There’s no getting around that Mary Beth Cochran’s holiday season is an adjustment this year. The 51-year-old is raising two of her 10 grandchildren, which was a financial challenge for her before the pandemic.
But the coronavirus has strained an already tight situation. First, she was furloughed earlier this year. Then the store she worked at closed. Living on just her disability benefits and state services for her grandchildren, she can’t always make her groceries last through the month. She has found herself having to go to food banks — sometimes more than one — to make up the difference.
For Christmas, she was able to get some basic clothes for her grandson, 6, and her granddaughter, 11. A church helped with some additional presents.
She knows money is not what is important. But this year has been tough on the kids already, she said. Between virtual and hybrid school, and the adjustments they had to make in a pandemic world, it feels like too much some days.
“Sometimes, after the kids are in bed, I cry for about 10 or 15 minutes,” Cochran said.
For so many, the pandemic and the resulting “shecession” are forcing a leaner holiday. And although kids may be disappointed, experts say that’s perfectly okay.
“You buy your kids a ton of gifts, and for my household and I think many others, they play with them for a hot second, and then it’s done, and they move on to the next thing,” said Leesha Ellis-Cox, a psychiatrist in Birmingham, Ala. “What really matters to kids is the memories they have of what you did with your holiday traditions. It provides an opportunity this holiday season to step away from commercialism. And I would encourage parents to make that jump perpetually.
“Society has pretty high expectations of moms to have it all together and to create Pinterest-worthy crafts, and make sure your kids are always well-behaved and you’re all put together. There’s a ton of pressure coming from a multitude of sources,” said Ellis-Cox, who wrote the book “Ditch the Mommy Guilt.”
“Step away from it and focus on traditions that you can create — especially in the season of physically distanced holidays, where you’re not having big gatherings with your family or friends,” she said.
Maureen Sayres Van Niel, a psychiatrist based in Cambridge, Mass., agrees.
Those facing the realities of this holiday season should try to keep in mind that although it’s painful in the short term, this year is one season in a lifetime full of memories, she said. It’s important to relieve yourself from expectations of perfection.
“Your day-to-day life and how to relate to your children over the course of a lifetime determines what’s important,” Sayres Van Niel said.
She also recommended creating new traditions.
One family she knows has a ritual gathering together to recount special moments. The memories are kept in a book, and each family member writes a page about what they valued the most that year. She also recommended embarking on a project to feel as if they’re creating something together, rather than buying gifts. One family made chimes out of bars of metal, wood and wire, which was inexpensive. Another found a book in the library about holiday traditions around the world and studied a different one every night in December.

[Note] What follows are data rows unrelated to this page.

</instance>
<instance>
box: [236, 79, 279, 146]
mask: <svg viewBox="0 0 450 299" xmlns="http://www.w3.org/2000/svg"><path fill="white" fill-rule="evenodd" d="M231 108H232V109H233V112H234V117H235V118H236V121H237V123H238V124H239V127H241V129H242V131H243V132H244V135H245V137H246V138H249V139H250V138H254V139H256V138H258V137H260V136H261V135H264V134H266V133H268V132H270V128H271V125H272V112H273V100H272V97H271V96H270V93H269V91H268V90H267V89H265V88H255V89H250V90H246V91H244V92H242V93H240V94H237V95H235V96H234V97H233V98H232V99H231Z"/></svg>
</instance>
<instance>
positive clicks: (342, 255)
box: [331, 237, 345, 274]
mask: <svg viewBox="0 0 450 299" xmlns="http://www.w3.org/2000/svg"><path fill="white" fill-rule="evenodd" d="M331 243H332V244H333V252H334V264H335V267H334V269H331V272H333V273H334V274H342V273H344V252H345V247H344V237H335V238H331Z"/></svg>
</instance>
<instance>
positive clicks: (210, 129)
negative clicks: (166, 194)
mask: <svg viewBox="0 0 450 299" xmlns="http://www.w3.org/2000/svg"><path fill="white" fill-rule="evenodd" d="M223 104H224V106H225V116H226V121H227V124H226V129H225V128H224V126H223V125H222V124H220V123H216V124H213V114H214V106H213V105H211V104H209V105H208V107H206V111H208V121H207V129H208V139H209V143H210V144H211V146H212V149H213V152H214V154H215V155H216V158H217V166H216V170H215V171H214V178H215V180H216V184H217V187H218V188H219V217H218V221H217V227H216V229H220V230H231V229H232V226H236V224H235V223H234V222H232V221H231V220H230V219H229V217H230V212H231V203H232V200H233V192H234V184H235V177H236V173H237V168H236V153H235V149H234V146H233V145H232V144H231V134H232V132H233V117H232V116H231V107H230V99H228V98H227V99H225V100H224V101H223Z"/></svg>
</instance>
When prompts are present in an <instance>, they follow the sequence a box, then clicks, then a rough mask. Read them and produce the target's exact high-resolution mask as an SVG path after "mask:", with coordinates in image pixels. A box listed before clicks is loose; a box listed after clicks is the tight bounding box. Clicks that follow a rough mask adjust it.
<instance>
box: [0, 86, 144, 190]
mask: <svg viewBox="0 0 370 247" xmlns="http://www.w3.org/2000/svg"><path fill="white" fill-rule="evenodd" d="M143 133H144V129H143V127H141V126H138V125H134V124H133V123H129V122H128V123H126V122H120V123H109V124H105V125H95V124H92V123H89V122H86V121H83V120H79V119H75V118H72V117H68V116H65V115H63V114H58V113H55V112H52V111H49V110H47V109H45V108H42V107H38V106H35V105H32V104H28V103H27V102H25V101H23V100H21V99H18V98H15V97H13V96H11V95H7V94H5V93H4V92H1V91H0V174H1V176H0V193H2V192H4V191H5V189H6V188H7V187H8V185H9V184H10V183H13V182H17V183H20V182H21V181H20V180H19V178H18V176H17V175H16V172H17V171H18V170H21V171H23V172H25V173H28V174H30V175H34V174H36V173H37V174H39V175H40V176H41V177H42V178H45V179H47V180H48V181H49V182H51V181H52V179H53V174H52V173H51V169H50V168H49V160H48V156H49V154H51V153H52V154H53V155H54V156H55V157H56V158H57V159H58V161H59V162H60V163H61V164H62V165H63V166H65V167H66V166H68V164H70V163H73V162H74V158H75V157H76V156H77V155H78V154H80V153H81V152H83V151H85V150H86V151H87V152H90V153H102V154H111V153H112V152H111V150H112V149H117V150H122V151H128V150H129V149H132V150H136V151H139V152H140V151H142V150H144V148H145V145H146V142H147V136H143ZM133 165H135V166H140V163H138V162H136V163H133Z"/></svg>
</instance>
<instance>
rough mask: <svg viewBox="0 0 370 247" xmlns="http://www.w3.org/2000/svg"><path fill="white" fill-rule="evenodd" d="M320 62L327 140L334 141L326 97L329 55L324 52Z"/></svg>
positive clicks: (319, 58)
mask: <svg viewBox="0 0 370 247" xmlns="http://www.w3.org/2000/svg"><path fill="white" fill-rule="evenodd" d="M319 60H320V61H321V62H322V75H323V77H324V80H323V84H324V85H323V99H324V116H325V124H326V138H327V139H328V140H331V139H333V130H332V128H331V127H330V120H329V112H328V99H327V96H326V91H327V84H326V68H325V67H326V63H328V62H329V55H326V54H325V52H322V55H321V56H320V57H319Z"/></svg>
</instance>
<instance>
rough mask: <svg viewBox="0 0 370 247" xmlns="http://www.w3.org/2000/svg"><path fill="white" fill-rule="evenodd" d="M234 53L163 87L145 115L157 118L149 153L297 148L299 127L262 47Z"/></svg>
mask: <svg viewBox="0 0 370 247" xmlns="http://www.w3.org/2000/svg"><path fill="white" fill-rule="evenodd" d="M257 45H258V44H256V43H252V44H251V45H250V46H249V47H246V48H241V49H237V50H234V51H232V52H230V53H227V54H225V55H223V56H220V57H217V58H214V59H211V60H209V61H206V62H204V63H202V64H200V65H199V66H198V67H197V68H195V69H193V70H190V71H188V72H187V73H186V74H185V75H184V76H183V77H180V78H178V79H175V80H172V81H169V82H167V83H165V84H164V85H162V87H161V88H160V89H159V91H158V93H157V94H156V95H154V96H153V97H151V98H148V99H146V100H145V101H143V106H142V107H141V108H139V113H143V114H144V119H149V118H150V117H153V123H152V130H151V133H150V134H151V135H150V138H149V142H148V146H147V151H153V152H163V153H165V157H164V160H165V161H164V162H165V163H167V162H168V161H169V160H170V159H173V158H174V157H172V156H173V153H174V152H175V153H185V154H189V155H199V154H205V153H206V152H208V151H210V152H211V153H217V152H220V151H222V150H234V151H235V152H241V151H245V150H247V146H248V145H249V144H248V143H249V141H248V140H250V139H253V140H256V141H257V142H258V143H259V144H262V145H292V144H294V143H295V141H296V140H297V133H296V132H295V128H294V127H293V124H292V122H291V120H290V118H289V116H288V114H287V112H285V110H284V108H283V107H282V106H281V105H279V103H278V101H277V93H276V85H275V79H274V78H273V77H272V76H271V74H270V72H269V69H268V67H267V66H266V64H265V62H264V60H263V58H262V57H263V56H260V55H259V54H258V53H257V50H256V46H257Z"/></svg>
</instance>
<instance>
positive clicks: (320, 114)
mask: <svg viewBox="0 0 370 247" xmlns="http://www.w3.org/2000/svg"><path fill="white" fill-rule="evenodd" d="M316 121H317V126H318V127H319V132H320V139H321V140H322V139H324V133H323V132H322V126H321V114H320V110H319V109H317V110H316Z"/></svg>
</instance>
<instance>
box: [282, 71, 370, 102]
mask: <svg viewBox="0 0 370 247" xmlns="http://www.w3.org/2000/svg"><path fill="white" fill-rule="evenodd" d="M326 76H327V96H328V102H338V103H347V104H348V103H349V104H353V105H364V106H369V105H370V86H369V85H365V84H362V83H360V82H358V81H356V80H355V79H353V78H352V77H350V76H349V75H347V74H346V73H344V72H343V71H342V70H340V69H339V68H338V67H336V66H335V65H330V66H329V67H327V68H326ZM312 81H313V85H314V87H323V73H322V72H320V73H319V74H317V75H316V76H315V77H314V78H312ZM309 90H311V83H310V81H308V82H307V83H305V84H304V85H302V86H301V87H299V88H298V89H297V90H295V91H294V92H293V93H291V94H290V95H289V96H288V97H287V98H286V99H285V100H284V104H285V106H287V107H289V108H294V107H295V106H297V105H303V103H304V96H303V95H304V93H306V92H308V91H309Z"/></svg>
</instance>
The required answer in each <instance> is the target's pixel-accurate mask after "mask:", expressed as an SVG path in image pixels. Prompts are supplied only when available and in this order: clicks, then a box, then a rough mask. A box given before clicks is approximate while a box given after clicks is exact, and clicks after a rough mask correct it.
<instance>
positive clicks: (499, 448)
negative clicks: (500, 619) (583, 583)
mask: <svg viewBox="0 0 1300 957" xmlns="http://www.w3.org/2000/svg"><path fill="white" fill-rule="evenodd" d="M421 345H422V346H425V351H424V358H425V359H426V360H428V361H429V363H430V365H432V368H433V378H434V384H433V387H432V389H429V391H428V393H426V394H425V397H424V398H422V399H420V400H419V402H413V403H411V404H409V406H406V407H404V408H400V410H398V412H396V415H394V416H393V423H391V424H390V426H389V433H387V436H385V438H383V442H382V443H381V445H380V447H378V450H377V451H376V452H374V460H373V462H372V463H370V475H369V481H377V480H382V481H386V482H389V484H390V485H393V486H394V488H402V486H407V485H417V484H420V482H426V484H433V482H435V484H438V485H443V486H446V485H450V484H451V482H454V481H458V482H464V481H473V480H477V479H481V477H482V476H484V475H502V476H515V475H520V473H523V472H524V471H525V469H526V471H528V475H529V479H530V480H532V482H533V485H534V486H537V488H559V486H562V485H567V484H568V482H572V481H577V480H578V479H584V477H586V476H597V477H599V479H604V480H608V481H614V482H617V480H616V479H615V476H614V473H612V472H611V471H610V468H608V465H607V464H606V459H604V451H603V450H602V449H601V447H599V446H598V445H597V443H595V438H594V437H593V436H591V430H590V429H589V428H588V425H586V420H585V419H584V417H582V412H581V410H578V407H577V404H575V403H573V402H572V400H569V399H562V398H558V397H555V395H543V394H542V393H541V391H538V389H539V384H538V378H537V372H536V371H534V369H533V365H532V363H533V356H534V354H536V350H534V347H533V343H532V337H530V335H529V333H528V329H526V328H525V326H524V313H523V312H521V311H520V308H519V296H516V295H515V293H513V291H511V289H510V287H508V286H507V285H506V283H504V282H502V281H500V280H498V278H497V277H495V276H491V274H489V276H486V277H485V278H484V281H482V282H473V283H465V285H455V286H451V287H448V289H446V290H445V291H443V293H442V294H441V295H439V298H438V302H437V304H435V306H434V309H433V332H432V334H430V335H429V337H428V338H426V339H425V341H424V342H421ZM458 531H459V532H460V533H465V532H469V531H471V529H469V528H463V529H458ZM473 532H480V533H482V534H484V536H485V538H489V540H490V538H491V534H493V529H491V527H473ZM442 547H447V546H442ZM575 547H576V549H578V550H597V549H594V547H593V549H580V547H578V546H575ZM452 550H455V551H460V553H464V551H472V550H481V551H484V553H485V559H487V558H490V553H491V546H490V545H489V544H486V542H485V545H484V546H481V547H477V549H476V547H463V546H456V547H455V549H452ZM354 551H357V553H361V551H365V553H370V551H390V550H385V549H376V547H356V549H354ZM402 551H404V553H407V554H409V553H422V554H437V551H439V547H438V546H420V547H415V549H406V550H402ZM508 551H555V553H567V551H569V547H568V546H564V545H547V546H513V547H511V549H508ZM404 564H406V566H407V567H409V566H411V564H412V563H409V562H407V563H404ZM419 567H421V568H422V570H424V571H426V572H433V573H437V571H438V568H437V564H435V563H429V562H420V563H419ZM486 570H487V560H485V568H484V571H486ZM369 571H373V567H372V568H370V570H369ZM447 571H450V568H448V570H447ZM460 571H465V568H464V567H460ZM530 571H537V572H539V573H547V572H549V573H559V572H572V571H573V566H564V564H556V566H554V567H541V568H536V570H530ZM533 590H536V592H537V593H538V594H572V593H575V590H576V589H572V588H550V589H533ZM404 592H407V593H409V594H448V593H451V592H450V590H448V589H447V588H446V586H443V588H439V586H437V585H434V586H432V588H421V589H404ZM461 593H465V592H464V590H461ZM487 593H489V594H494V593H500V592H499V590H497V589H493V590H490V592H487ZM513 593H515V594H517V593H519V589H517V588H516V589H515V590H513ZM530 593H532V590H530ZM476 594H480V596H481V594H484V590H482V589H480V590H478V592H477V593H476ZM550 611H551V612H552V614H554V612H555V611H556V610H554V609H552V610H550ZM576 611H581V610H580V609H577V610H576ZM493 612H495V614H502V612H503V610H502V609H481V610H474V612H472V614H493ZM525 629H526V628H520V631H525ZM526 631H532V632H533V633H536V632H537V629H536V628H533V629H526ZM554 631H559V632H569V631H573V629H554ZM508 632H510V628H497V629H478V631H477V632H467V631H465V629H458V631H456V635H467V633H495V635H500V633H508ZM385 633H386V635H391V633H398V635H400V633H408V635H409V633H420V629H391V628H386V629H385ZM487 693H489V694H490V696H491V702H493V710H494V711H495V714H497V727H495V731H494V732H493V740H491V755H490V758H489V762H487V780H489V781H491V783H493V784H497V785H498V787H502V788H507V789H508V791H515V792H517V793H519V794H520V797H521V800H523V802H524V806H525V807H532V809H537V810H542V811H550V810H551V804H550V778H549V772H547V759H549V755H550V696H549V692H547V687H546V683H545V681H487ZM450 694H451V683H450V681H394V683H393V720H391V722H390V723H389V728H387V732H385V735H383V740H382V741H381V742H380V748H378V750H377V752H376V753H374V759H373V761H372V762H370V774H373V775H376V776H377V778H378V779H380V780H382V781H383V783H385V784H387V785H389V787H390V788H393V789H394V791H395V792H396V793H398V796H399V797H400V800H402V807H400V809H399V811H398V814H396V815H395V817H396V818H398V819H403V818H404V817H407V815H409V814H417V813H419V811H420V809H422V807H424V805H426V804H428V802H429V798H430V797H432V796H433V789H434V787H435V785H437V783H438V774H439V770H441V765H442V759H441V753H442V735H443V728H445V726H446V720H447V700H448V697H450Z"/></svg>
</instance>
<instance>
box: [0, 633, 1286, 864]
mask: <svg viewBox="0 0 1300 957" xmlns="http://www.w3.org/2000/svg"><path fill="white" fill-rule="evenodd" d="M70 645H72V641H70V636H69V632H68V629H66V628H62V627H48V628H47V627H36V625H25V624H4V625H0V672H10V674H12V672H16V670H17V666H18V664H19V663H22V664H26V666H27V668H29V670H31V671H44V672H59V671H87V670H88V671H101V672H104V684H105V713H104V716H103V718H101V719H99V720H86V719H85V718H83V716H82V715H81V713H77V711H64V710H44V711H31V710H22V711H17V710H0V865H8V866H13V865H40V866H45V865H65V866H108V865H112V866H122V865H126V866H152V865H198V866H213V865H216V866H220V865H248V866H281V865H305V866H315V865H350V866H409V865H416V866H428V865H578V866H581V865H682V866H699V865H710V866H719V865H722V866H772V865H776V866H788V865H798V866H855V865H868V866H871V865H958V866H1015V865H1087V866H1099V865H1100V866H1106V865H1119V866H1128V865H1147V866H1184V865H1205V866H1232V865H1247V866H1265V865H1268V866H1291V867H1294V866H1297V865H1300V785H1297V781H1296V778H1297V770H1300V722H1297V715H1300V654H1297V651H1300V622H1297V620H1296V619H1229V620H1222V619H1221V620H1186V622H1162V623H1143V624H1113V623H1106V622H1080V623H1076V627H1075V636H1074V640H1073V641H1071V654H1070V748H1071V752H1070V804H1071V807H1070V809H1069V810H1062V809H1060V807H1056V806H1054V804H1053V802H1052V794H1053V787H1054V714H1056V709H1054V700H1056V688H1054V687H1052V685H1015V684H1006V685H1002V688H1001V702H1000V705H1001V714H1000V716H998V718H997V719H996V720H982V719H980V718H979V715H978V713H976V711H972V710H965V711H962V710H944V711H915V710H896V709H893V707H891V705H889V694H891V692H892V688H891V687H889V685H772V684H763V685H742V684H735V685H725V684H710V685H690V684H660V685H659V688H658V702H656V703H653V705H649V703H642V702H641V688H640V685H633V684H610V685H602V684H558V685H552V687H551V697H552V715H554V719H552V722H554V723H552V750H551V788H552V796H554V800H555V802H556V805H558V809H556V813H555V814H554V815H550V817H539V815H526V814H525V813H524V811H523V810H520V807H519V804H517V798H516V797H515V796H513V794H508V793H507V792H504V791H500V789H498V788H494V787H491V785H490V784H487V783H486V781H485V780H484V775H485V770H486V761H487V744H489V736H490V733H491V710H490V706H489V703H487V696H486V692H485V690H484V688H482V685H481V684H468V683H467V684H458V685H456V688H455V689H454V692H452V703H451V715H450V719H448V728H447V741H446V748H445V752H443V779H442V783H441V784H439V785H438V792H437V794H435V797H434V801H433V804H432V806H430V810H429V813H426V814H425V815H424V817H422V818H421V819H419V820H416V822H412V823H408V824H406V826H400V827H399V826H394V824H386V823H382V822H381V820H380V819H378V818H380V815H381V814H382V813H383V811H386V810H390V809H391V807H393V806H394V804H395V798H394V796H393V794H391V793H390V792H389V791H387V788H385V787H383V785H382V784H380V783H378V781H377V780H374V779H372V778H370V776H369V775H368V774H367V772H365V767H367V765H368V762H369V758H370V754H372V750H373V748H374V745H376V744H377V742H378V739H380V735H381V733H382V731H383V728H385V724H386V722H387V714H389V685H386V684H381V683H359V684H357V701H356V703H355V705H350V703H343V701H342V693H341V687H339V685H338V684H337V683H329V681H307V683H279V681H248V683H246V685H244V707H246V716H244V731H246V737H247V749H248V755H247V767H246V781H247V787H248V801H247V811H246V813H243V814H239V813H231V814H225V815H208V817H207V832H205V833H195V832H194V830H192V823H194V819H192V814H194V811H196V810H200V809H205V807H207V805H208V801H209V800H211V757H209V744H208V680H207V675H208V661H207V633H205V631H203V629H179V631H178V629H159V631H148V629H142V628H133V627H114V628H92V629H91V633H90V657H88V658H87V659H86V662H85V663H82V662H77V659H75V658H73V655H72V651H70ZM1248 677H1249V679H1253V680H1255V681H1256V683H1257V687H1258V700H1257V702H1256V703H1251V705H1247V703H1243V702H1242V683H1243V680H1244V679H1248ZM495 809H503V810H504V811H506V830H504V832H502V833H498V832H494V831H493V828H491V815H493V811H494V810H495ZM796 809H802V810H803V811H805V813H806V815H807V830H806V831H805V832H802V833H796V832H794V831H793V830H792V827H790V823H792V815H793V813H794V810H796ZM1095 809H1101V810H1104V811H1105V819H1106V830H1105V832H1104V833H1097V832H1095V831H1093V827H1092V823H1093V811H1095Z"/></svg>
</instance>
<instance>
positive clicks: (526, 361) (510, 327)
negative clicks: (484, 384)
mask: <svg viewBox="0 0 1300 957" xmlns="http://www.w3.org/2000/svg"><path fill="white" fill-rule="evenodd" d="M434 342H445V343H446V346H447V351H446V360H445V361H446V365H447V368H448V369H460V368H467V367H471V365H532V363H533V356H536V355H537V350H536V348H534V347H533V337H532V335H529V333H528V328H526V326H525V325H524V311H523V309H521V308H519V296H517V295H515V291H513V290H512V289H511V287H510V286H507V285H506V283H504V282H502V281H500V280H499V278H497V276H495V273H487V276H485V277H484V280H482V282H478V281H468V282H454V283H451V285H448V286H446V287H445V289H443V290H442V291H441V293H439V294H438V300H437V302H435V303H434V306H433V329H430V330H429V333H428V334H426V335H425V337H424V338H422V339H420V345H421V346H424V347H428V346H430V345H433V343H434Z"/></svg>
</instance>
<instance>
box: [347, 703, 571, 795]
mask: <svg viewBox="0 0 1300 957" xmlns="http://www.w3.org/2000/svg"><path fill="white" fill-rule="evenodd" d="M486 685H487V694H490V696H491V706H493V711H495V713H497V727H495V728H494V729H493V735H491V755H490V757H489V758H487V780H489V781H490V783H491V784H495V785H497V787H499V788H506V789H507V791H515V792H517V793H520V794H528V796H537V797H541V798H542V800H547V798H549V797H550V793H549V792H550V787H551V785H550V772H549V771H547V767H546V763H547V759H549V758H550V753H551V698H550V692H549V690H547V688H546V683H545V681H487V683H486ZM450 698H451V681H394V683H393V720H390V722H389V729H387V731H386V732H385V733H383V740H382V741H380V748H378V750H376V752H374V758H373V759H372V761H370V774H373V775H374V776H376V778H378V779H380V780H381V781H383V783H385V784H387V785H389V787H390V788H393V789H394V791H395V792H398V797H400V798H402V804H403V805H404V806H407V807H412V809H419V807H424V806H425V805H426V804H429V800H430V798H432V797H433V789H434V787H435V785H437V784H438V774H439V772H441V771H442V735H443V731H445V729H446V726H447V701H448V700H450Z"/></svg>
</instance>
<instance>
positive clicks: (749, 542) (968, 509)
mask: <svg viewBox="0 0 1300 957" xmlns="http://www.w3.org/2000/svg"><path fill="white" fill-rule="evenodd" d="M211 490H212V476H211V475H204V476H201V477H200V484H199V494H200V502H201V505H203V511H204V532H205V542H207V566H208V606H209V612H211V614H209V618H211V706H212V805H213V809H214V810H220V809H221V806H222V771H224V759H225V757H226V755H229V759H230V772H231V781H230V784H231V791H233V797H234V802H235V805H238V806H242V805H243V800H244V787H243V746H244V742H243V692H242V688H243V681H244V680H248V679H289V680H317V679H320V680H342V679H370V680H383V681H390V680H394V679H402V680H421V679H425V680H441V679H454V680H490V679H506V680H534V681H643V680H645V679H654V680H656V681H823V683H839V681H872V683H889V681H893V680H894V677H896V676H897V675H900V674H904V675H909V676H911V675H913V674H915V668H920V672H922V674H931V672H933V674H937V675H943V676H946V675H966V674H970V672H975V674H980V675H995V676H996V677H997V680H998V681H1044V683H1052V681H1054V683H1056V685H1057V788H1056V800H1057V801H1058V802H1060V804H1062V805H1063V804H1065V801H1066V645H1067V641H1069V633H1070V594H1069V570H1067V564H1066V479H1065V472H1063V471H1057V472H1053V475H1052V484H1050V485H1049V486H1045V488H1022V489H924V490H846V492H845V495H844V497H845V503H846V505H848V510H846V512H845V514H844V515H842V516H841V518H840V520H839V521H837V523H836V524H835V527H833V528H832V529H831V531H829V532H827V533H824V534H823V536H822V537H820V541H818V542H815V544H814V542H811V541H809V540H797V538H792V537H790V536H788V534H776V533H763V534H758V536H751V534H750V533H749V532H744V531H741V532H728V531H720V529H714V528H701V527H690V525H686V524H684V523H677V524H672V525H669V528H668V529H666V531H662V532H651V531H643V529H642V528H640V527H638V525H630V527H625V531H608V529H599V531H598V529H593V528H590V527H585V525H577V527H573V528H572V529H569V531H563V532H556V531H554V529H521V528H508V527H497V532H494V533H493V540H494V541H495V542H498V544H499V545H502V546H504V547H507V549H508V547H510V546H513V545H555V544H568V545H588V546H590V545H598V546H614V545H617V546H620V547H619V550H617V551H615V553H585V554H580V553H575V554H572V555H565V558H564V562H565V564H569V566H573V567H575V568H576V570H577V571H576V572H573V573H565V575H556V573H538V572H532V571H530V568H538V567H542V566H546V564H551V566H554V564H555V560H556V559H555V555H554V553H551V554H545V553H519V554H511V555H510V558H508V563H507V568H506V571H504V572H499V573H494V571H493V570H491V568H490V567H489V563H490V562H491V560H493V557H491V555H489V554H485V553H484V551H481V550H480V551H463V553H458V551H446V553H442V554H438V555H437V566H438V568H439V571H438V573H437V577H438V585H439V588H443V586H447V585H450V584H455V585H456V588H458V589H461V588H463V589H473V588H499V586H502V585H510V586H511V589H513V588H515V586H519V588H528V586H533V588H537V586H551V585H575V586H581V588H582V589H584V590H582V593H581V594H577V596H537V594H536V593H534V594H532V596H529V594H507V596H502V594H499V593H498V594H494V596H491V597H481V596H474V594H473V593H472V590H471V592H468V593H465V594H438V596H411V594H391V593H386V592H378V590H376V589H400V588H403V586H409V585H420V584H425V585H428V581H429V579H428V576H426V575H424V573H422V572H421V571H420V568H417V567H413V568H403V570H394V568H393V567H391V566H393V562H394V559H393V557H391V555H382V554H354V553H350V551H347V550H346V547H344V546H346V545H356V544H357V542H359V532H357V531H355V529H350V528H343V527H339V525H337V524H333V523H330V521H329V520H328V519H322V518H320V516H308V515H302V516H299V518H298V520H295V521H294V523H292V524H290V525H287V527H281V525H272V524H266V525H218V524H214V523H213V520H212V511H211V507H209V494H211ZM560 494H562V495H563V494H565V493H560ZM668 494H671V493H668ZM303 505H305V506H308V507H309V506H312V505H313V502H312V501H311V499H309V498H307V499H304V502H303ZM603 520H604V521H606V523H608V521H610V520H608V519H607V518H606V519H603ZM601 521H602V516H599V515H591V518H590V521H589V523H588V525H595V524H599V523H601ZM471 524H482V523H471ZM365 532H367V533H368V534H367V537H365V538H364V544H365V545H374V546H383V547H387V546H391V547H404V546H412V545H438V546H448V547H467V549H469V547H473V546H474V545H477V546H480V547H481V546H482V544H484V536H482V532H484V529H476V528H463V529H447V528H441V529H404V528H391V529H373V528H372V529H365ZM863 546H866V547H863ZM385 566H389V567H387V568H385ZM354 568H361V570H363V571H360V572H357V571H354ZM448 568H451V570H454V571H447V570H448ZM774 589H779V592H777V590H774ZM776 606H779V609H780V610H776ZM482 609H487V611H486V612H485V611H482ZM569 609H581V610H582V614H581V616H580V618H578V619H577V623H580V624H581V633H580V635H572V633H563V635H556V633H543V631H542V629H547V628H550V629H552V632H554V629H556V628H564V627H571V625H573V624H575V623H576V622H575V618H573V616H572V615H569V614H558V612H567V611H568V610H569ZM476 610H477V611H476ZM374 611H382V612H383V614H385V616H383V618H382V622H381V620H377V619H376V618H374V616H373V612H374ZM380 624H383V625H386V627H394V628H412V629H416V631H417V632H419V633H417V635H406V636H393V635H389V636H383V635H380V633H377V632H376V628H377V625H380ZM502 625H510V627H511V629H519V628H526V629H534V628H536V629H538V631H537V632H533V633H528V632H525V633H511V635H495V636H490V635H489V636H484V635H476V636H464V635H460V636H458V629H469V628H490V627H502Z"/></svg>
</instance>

Even though many are feeling guilty about so much this year — lost opportunities, work, income, time spent with loved ones, adjusting to home schooling — it may be worth examining what is behind those feelings, she said.
“Guilt is a strategy people psychologically use to deal with the fact they don’t have control over a situation. It’s a common reaction. By feeling guilty, you feel you have some control over a situation, and that’s easier to handle than the vulnerability of acknowledging there’s little you can do,” she said.
Sayres Van Niel recommends trying to be open and vulnerable about how much is out of our control.
There’s a “tsunami” of issues overwhelming women right now, she said. “We’re seeing real biological anxiety and depressive syndromes that can happen.” When needed and if possible, women should seek professional help, she added.
And when it comes to helping kids cope with a tough holiday season, turn to whatever it is that you can control, she said.
“You want to focus on what’s really important and helps the child grow,” Sayres Van Niel said. “The richness is in coming together and knowing it’s a special time in their life.”